Some patients may have an extreme allergic reaction to carbonic anhydrase inhibitors. An allergic reaction to carbonic anhydrase inhibitors can manifest as difficulty breathing or shortness of breath, skin hives or a skin rash, and swelling of the mucous membranes such as the lips, tongue, or face. If you experience any of these symptoms while taking carbonic anhydrase inhibitors, get emergency medical assistance immediately.
It is not known whether carbonic anhydrase inhibitors can cause harm to an unborn baby, or whether it passes into breast milk. If you are pregnant, nursing a child, or could become pregnant during the course of treatment, talk to your doctor first.
This medication may interfere with the mechanism of some lab tests, and can cause false test results in some lab tests. When you are taking carbonic anhydrase inhibitors, make sure your doctor and any lab personnel administrating your tests know that you are taking carbonic anhydrase inhibitors at the time of testing.
Carbonic anhydrase inhibitors should be kept out of the reach of children. Store carbonic anhydrase inhibitors at room temperature, and in its original container. Make sure your carbonic anhydrase inhibitor is stored away from excessive heat or moist conditions.
Carbonic anhydrase inhibitors are a diuretic and anti-convulsant used to treat glaucoma, airsickness, and epilepsy by reducing the amount of fluid produced in the eye, stabilizing the water pressure in the body. It is normally available in tablets of several different dosages, and is used in different dosages for different conditions. Take your carbonic anhydrase inhibitor regularly for best effect, and take with a meal to reduce stomach upset.
Your carbonic anhydrase inhibitor may produce some mild side effects such as diarrhea or constipation, nausea or vomiting, a loss in appetite or weight loss, a metallic taste in the mouth or loss of taste and smell, a general feeling of illness or discomfort, nervousness or irritability, or a general feeling of discomfort or illness. You also may experience numbness or tingling, dizziness or drowsiness, headaches, and an increased sensitivity of the eyes to sunlight. Check with your doctor if these symptoms worsen or persist.
Your carbonic anhydrase inhibitor may produce some more serious side effects. You may experience elimination problems such as bloody urine or dark urine, pain or burning while urinating, pale stools or stools that are bloody, black, or tarry, dryness of mouth or increased thirst, and yellow eyes or skin.

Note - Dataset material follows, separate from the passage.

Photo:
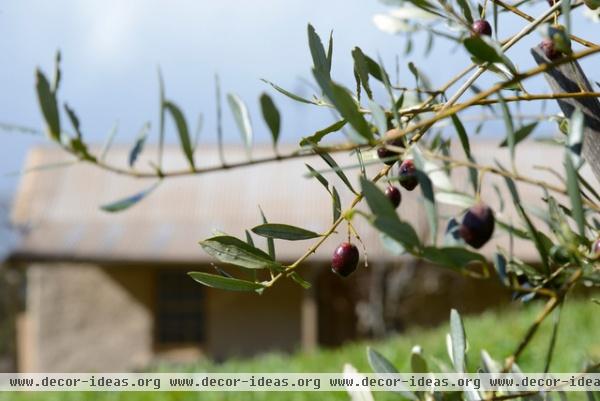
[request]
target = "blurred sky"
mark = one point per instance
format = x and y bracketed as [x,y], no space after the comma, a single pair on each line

You may experience mental depression, unusual weakness or tiredness, clumsiness, trembling, mood changes, or fever. You may experience hives, sores, or a skin rash, a sore throat, unusual bleeding or bruising, muscle pain or cramps, a weak pulse or irregular heartbeat, or vomiting. If you experience any of these symptoms, check with your doctor immediately. Seek medical assistance immediately if you experience trouble breathing or shortness of breath.